# FS: Premiere XL with lifetime - $620 shipped



## Dan203 (Apr 17, 2000)

Like new condition, all original packaging including box, remote, cables, manuals and blue filter glasses (for THX adjustment). Running latest software. I have not done a Clear & Delete yet because that will delete the THX video. Whoever buys can decide if they want me to clear it or just leave it as is. 

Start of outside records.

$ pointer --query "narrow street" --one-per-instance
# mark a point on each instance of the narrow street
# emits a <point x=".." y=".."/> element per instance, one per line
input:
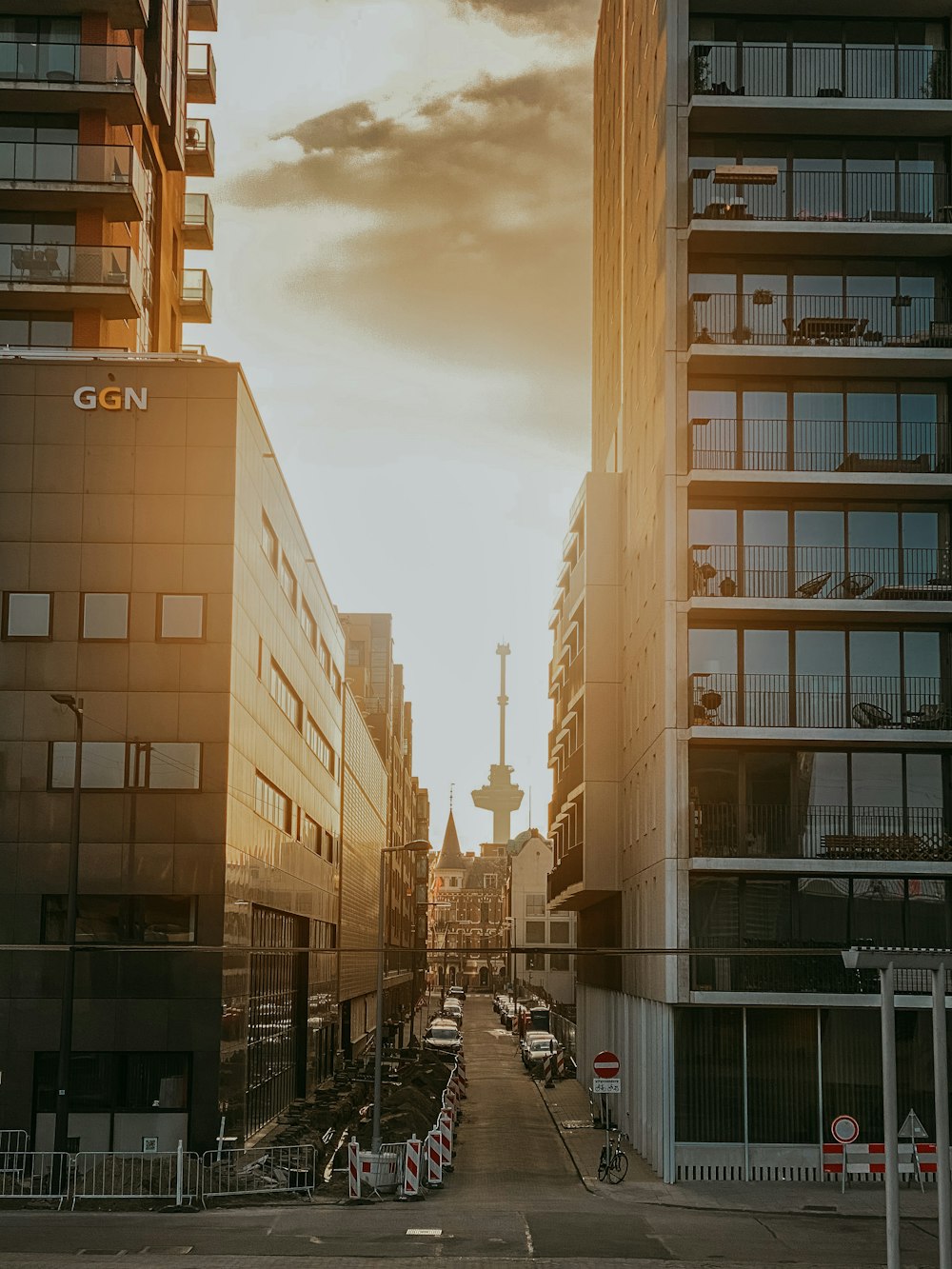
<point x="513" y="1197"/>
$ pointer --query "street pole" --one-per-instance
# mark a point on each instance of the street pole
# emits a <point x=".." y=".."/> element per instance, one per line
<point x="61" y="1128"/>
<point x="940" y="1061"/>
<point x="890" y="1120"/>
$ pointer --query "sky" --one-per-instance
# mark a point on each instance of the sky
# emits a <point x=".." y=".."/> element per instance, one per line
<point x="403" y="266"/>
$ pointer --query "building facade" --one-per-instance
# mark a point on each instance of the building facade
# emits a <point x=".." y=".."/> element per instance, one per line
<point x="102" y="119"/>
<point x="771" y="368"/>
<point x="550" y="967"/>
<point x="152" y="566"/>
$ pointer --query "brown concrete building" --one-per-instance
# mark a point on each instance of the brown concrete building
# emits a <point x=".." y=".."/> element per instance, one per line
<point x="102" y="118"/>
<point x="152" y="565"/>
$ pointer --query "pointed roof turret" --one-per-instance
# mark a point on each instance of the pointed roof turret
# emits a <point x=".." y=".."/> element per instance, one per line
<point x="451" y="856"/>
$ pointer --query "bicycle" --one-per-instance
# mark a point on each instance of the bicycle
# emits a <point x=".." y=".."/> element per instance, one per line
<point x="612" y="1164"/>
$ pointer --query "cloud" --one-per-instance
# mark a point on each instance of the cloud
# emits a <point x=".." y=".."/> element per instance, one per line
<point x="559" y="16"/>
<point x="479" y="203"/>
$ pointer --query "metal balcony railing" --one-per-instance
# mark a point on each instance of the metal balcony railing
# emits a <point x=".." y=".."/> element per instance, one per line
<point x="70" y="266"/>
<point x="821" y="446"/>
<point x="821" y="572"/>
<point x="832" y="197"/>
<point x="112" y="66"/>
<point x="823" y="71"/>
<point x="821" y="321"/>
<point x="51" y="163"/>
<point x="726" y="830"/>
<point x="821" y="701"/>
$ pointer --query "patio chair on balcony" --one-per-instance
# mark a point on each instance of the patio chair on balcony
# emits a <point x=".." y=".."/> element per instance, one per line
<point x="867" y="715"/>
<point x="852" y="586"/>
<point x="811" y="587"/>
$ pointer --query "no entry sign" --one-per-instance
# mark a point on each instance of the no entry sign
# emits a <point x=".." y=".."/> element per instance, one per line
<point x="844" y="1130"/>
<point x="605" y="1065"/>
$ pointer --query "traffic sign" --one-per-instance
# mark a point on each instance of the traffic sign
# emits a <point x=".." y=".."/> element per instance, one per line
<point x="605" y="1065"/>
<point x="844" y="1130"/>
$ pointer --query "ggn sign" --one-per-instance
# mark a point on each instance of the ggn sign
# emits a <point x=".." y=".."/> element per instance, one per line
<point x="110" y="399"/>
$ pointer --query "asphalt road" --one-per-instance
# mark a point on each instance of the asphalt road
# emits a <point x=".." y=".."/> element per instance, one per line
<point x="514" y="1196"/>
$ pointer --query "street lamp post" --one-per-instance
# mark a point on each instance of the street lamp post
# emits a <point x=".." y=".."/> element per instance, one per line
<point x="61" y="1130"/>
<point x="379" y="1035"/>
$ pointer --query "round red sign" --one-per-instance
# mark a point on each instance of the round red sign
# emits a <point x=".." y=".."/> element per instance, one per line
<point x="605" y="1065"/>
<point x="844" y="1130"/>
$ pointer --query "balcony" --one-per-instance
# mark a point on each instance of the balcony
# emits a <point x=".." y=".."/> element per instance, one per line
<point x="201" y="75"/>
<point x="725" y="830"/>
<point x="824" y="572"/>
<point x="50" y="277"/>
<point x="823" y="210"/>
<point x="855" y="446"/>
<point x="69" y="77"/>
<point x="124" y="14"/>
<point x="819" y="702"/>
<point x="202" y="14"/>
<point x="198" y="224"/>
<point x="200" y="149"/>
<point x="63" y="178"/>
<point x="196" y="296"/>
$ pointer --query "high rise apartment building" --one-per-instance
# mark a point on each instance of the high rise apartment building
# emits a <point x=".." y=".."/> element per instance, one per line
<point x="102" y="119"/>
<point x="772" y="361"/>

Edit: Price lowered to $620 shipped

Edit: Also, FYI, this is real lifetime not MSD lifetime. I had a lifetime card I bought years ago that I applied to the Premiere when I bought it. So it should be capable of being used as a primary unit to get MSD on any other TiVos.

Dan


----------



## StrynBean (Aug 5, 2004)

Do you still have this?


----------



## Dan203 (Apr 17, 2000)

Yes

Dan


----------



## phdeez (Aug 21, 2003)

Dan203 said:


> Edit: Also, FYI, this is real lifetime not MSD lifetime. I had a lifetime card I bought years ago that I applied to the Premiere when I bought it. So it should be capable of being used as a primary unit to get MSD on any other TiVos.
> 
> Dan


Can you explain this a little more? How can I tell if I break a Tivo off my account if someone else can use it as a "primary" for MSD?


----------



## Dan203 (Apr 17, 2000)

OK I'm not 100% sure how/if they can tell, but I know there are some rules surrounding MSD and primary TiVo. For example if you have a real lifetime TiVo on your account, then you purchase another lifetime TiVo at the MSD price, then you get rid of the original unit you will no longer qualify for MSD even though you still have a lifetime unit on your account. Because that unit was purchased using the MSD discount it can not be used as the primary unit to qualify other TiVos for MSD. Now I'm not sure how this works when service is transferred to another owner. It may or may not be an issue. I was only pointing out that it shouldn't be an issue with this unit since it has "real" lifetime and not MSD lifetime.

Dan


----------